Thursday, January 12, 2012

[January 12th] The World Fantasy Award: Y U NO World Enough?

I'm not much of an award person. I seem to miss all the major awards. I grow confused about eligibility and all of the dates. With my limited, often retrospective reading I don't think I can stay tuned to how fast new books pop up on award radars. Perhaps that is a fault of mine, but nevertheless, I 'm interested in The World Fantasy Award and Lavie Tidhar's call to internationalize the recommendations list.
Here a small excerpt from his post at The World SF blog: 

The judges for the WFA have to wade through an enormous amount of material. That that material is exclusively in the English language comes as no surprise, but still.
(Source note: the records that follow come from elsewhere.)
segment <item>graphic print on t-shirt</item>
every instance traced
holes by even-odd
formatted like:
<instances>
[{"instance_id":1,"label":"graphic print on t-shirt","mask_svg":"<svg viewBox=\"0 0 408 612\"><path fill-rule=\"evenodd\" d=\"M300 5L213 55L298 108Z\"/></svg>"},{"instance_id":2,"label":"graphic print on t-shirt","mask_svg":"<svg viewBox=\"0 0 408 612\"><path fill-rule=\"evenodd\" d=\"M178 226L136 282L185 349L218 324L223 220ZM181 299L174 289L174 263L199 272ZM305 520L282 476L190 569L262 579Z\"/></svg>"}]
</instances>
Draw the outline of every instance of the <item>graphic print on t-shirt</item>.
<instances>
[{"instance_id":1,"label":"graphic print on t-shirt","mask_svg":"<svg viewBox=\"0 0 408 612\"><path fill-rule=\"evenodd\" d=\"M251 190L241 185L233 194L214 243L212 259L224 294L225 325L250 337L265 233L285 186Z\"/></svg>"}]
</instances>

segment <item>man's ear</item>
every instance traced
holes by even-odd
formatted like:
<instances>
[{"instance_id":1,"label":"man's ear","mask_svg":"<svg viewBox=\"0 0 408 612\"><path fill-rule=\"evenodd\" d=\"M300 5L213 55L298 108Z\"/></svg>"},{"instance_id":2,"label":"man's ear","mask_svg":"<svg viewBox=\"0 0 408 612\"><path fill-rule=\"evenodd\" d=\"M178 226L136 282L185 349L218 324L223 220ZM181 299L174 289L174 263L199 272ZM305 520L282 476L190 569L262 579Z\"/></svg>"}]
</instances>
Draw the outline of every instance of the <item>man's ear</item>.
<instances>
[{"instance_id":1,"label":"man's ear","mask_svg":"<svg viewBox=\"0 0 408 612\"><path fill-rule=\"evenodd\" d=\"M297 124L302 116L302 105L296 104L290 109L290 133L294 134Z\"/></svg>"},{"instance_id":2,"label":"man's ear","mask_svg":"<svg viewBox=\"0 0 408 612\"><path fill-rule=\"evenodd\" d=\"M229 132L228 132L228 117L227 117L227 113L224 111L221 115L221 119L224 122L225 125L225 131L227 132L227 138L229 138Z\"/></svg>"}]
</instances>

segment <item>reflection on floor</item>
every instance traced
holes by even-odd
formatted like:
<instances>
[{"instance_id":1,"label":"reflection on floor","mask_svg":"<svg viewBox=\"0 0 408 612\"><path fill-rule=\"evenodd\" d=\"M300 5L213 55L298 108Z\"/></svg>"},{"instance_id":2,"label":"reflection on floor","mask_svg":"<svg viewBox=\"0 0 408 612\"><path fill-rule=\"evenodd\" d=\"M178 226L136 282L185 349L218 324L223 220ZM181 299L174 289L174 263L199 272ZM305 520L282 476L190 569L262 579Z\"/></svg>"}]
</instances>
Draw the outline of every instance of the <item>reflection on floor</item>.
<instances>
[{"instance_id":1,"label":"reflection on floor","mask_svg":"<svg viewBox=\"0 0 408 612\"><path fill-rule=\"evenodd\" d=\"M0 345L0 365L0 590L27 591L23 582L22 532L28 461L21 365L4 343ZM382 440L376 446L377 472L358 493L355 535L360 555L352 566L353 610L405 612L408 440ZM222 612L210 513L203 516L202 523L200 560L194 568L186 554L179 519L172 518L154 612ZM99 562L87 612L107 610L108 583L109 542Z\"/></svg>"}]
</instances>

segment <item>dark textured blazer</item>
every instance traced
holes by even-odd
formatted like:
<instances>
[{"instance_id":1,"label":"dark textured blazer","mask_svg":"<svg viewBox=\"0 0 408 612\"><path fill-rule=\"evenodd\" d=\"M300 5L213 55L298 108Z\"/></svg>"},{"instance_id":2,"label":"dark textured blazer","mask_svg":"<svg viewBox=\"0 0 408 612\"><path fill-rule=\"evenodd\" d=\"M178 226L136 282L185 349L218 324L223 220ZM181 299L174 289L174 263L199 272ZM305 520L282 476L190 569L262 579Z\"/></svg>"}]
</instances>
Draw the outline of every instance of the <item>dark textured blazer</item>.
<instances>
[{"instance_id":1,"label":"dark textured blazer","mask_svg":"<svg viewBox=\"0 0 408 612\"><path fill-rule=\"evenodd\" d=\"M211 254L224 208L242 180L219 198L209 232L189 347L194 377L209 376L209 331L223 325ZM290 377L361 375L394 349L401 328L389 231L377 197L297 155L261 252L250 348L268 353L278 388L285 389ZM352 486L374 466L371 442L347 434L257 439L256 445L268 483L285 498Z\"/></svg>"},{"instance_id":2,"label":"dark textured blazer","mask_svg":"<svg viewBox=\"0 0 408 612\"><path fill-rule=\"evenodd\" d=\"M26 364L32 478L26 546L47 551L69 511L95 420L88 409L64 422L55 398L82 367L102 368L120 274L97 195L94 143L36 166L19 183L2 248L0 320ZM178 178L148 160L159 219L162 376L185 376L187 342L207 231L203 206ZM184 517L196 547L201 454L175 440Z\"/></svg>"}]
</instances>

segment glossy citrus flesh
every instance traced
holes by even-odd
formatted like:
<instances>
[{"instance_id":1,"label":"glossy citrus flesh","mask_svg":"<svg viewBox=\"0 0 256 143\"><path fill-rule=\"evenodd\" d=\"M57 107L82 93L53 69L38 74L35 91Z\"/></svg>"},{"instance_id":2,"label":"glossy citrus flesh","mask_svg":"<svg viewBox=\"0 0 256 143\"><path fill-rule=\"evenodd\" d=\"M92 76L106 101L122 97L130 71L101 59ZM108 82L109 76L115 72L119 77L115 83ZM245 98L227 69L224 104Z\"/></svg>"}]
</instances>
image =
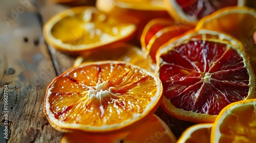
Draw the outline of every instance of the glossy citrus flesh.
<instances>
[{"instance_id":1,"label":"glossy citrus flesh","mask_svg":"<svg viewBox=\"0 0 256 143\"><path fill-rule=\"evenodd\" d=\"M153 72L150 59L146 59L141 50L137 46L128 44L118 43L111 47L96 51L90 54L81 54L76 59L74 66L82 63L103 60L117 60L129 62L140 67Z\"/></svg>"},{"instance_id":2,"label":"glossy citrus flesh","mask_svg":"<svg viewBox=\"0 0 256 143\"><path fill-rule=\"evenodd\" d=\"M162 0L113 0L119 7L141 10L165 10Z\"/></svg>"},{"instance_id":3,"label":"glossy citrus flesh","mask_svg":"<svg viewBox=\"0 0 256 143\"><path fill-rule=\"evenodd\" d=\"M146 47L148 44L151 38L159 30L165 27L173 25L174 23L173 20L164 18L155 18L150 21L145 26L140 38L140 43L142 49L145 51Z\"/></svg>"},{"instance_id":4,"label":"glossy citrus flesh","mask_svg":"<svg viewBox=\"0 0 256 143\"><path fill-rule=\"evenodd\" d=\"M168 126L155 114L134 129L124 133L111 135L93 135L84 133L67 133L63 137L62 143L80 142L123 142L140 143L176 142L177 139Z\"/></svg>"},{"instance_id":5,"label":"glossy citrus flesh","mask_svg":"<svg viewBox=\"0 0 256 143\"><path fill-rule=\"evenodd\" d=\"M243 101L223 109L214 123L212 142L254 142L256 140L256 101Z\"/></svg>"},{"instance_id":6,"label":"glossy citrus flesh","mask_svg":"<svg viewBox=\"0 0 256 143\"><path fill-rule=\"evenodd\" d=\"M229 104L255 98L255 76L242 48L219 40L183 38L158 55L156 71L166 112L190 122L213 122Z\"/></svg>"},{"instance_id":7,"label":"glossy citrus flesh","mask_svg":"<svg viewBox=\"0 0 256 143\"><path fill-rule=\"evenodd\" d=\"M161 86L154 75L126 62L88 63L53 81L45 98L46 114L60 131L121 130L156 110Z\"/></svg>"},{"instance_id":8,"label":"glossy citrus flesh","mask_svg":"<svg viewBox=\"0 0 256 143\"><path fill-rule=\"evenodd\" d=\"M124 39L135 30L134 25L109 17L94 7L80 7L52 17L44 26L44 35L57 49L80 52Z\"/></svg>"},{"instance_id":9,"label":"glossy citrus flesh","mask_svg":"<svg viewBox=\"0 0 256 143\"><path fill-rule=\"evenodd\" d=\"M198 19L218 9L230 6L242 6L244 1L164 0L170 15L178 21L196 23Z\"/></svg>"},{"instance_id":10,"label":"glossy citrus flesh","mask_svg":"<svg viewBox=\"0 0 256 143\"><path fill-rule=\"evenodd\" d=\"M155 34L146 47L146 55L150 55L156 62L156 54L159 47L172 38L194 28L190 25L174 25L163 28Z\"/></svg>"},{"instance_id":11,"label":"glossy citrus flesh","mask_svg":"<svg viewBox=\"0 0 256 143\"><path fill-rule=\"evenodd\" d=\"M226 1L184 1L175 0L183 11L189 16L196 16L198 19L214 13L217 10L230 6L237 6L238 0Z\"/></svg>"},{"instance_id":12,"label":"glossy citrus flesh","mask_svg":"<svg viewBox=\"0 0 256 143\"><path fill-rule=\"evenodd\" d=\"M210 123L193 125L182 132L177 142L210 142L211 129L213 125Z\"/></svg>"},{"instance_id":13,"label":"glossy citrus flesh","mask_svg":"<svg viewBox=\"0 0 256 143\"><path fill-rule=\"evenodd\" d=\"M88 134L82 132L66 133L61 143L119 143L127 136L129 132L108 135Z\"/></svg>"},{"instance_id":14,"label":"glossy citrus flesh","mask_svg":"<svg viewBox=\"0 0 256 143\"><path fill-rule=\"evenodd\" d=\"M123 143L176 142L176 137L169 127L160 117L154 114L148 120L130 133L123 140Z\"/></svg>"},{"instance_id":15,"label":"glossy citrus flesh","mask_svg":"<svg viewBox=\"0 0 256 143\"><path fill-rule=\"evenodd\" d=\"M248 7L232 7L220 9L202 18L196 29L228 33L238 39L250 57L256 70L256 45L253 34L256 31L256 11ZM234 30L236 29L236 30Z\"/></svg>"}]
</instances>

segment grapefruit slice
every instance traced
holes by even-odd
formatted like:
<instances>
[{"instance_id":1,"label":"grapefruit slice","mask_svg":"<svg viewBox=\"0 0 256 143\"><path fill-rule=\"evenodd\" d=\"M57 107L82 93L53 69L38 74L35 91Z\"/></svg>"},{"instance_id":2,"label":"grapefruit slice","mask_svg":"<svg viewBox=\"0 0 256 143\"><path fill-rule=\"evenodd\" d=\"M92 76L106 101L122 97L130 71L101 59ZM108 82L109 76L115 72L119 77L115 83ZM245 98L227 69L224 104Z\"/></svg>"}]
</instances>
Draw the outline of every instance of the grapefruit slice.
<instances>
[{"instance_id":1,"label":"grapefruit slice","mask_svg":"<svg viewBox=\"0 0 256 143\"><path fill-rule=\"evenodd\" d=\"M218 9L230 6L244 6L244 0L164 0L170 15L181 23L196 24L199 19Z\"/></svg>"},{"instance_id":2,"label":"grapefruit slice","mask_svg":"<svg viewBox=\"0 0 256 143\"><path fill-rule=\"evenodd\" d=\"M221 111L211 133L211 142L254 142L256 101L233 103Z\"/></svg>"},{"instance_id":3,"label":"grapefruit slice","mask_svg":"<svg viewBox=\"0 0 256 143\"><path fill-rule=\"evenodd\" d=\"M148 118L162 92L160 79L138 66L122 61L87 63L52 82L45 113L60 131L120 132Z\"/></svg>"},{"instance_id":4,"label":"grapefruit slice","mask_svg":"<svg viewBox=\"0 0 256 143\"><path fill-rule=\"evenodd\" d=\"M255 98L255 75L235 38L211 31L189 32L158 52L161 106L179 119L212 123L230 103Z\"/></svg>"},{"instance_id":5,"label":"grapefruit slice","mask_svg":"<svg viewBox=\"0 0 256 143\"><path fill-rule=\"evenodd\" d=\"M210 142L210 132L213 123L202 123L187 128L177 140L177 143Z\"/></svg>"}]
</instances>

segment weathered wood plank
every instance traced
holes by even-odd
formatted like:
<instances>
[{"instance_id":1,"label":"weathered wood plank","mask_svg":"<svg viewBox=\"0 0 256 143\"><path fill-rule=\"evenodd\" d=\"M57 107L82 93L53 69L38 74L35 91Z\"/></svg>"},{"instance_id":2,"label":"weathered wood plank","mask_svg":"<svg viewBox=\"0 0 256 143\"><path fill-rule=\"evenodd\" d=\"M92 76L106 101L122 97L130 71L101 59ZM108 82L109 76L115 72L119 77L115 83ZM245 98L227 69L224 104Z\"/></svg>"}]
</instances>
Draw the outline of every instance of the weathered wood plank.
<instances>
[{"instance_id":1,"label":"weathered wood plank","mask_svg":"<svg viewBox=\"0 0 256 143\"><path fill-rule=\"evenodd\" d=\"M11 13L7 13L12 18ZM5 28L0 33L0 141L60 142L62 133L51 127L44 113L45 91L56 74L42 37L40 16L27 10L18 14L9 26L0 22ZM6 126L8 139L3 134Z\"/></svg>"}]
</instances>

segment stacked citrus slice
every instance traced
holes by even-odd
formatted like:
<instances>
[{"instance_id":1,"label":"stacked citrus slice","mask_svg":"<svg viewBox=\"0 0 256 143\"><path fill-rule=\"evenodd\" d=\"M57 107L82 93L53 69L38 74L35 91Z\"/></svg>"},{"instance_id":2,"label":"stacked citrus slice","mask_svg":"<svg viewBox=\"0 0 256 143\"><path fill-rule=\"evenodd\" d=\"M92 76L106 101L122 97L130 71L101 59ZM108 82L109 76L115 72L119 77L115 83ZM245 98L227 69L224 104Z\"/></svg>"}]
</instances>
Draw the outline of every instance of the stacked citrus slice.
<instances>
[{"instance_id":1,"label":"stacked citrus slice","mask_svg":"<svg viewBox=\"0 0 256 143\"><path fill-rule=\"evenodd\" d=\"M141 49L127 43L118 43L111 44L109 47L90 54L80 54L74 63L77 66L82 63L103 60L123 61L153 72L155 66L150 59L146 59Z\"/></svg>"},{"instance_id":2,"label":"stacked citrus slice","mask_svg":"<svg viewBox=\"0 0 256 143\"><path fill-rule=\"evenodd\" d=\"M51 45L77 54L100 50L104 46L132 37L136 26L110 17L93 7L62 11L44 25L44 36Z\"/></svg>"},{"instance_id":3,"label":"stacked citrus slice","mask_svg":"<svg viewBox=\"0 0 256 143\"><path fill-rule=\"evenodd\" d=\"M255 98L255 75L242 44L207 30L174 38L158 51L161 106L181 120L212 123L230 103Z\"/></svg>"},{"instance_id":4,"label":"stacked citrus slice","mask_svg":"<svg viewBox=\"0 0 256 143\"><path fill-rule=\"evenodd\" d=\"M156 62L156 54L164 43L176 36L194 28L191 25L176 23L167 18L155 18L149 21L143 29L140 42L145 56Z\"/></svg>"},{"instance_id":5,"label":"stacked citrus slice","mask_svg":"<svg viewBox=\"0 0 256 143\"><path fill-rule=\"evenodd\" d=\"M162 99L159 78L121 61L72 68L48 86L45 111L61 131L106 134L126 131L148 118Z\"/></svg>"}]
</instances>

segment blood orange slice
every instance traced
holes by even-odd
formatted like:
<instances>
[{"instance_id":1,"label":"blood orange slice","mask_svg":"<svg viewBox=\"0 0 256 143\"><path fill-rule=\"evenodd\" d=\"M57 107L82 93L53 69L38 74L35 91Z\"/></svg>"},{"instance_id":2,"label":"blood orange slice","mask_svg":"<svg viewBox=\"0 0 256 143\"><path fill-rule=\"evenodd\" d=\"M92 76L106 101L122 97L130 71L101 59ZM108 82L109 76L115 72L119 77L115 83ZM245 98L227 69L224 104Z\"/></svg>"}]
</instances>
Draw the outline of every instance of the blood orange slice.
<instances>
[{"instance_id":1,"label":"blood orange slice","mask_svg":"<svg viewBox=\"0 0 256 143\"><path fill-rule=\"evenodd\" d=\"M161 106L178 118L214 122L229 104L256 96L249 58L234 38L210 31L189 32L158 52Z\"/></svg>"},{"instance_id":2,"label":"blood orange slice","mask_svg":"<svg viewBox=\"0 0 256 143\"><path fill-rule=\"evenodd\" d=\"M196 30L207 29L231 35L239 40L248 54L256 71L256 45L253 34L256 31L256 10L242 7L230 7L220 9L198 21ZM236 30L234 30L236 29Z\"/></svg>"},{"instance_id":3,"label":"blood orange slice","mask_svg":"<svg viewBox=\"0 0 256 143\"><path fill-rule=\"evenodd\" d=\"M244 0L184 1L164 0L169 13L176 20L196 24L198 19L221 8L230 6L243 6Z\"/></svg>"},{"instance_id":4,"label":"blood orange slice","mask_svg":"<svg viewBox=\"0 0 256 143\"><path fill-rule=\"evenodd\" d=\"M150 117L162 92L160 79L138 66L121 61L87 63L52 81L45 112L59 131L120 132Z\"/></svg>"}]
</instances>

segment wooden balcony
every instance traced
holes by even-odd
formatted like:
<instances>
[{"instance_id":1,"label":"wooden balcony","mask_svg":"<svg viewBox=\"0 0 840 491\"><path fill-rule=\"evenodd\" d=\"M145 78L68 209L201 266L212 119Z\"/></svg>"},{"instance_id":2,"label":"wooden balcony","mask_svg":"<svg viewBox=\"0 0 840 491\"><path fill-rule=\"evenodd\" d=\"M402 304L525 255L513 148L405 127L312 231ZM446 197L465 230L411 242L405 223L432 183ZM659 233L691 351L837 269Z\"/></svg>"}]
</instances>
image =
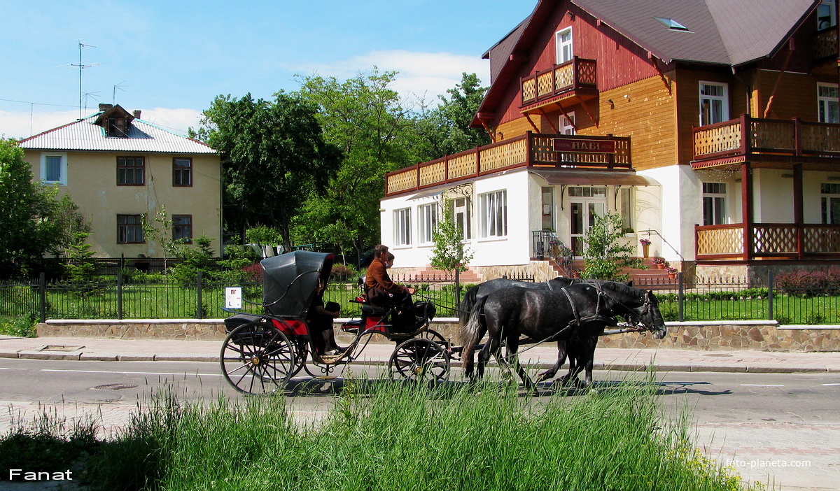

I would like to see 2012 being truly representative of the best that international fantasy has to offer.

I would also like to see the Special Award (Professional and Non-Professional categories) being representative of the international scene.

We can help make this happen.

So here’s your mission – should you choose to accept it!

Tell us, in the comments, who you would like to see shortlisted for the World Fantasy Award. Best Novel? Best Short Story? Special Award?

We’ll put together your recommendations into a list and post it. And let’s all hope for a year where the World Fantasy Award reflects that first word in its title.

You can read the rest of the post [HERE]. I'm behind the idea, though I'm not sure how successful it will be from the get go, because the domination of the English language hasn't happened without a reason. Excluding the USA, there exist an amount of countries with English as an official language and English is appointed as an international business language as well. Turning the tide towards including works in other languages [some less than popular such as Bulgarian] will bring in its own set of difficulties, unless they have been translated. 

As it is, I don't think the award can achieve the true potential of its name, unless it promotes world literature and that means somehow having the financial means and the time to translate fiction and then promote it. But then the award will turn into a publishing house, which as an idea is ridiculous.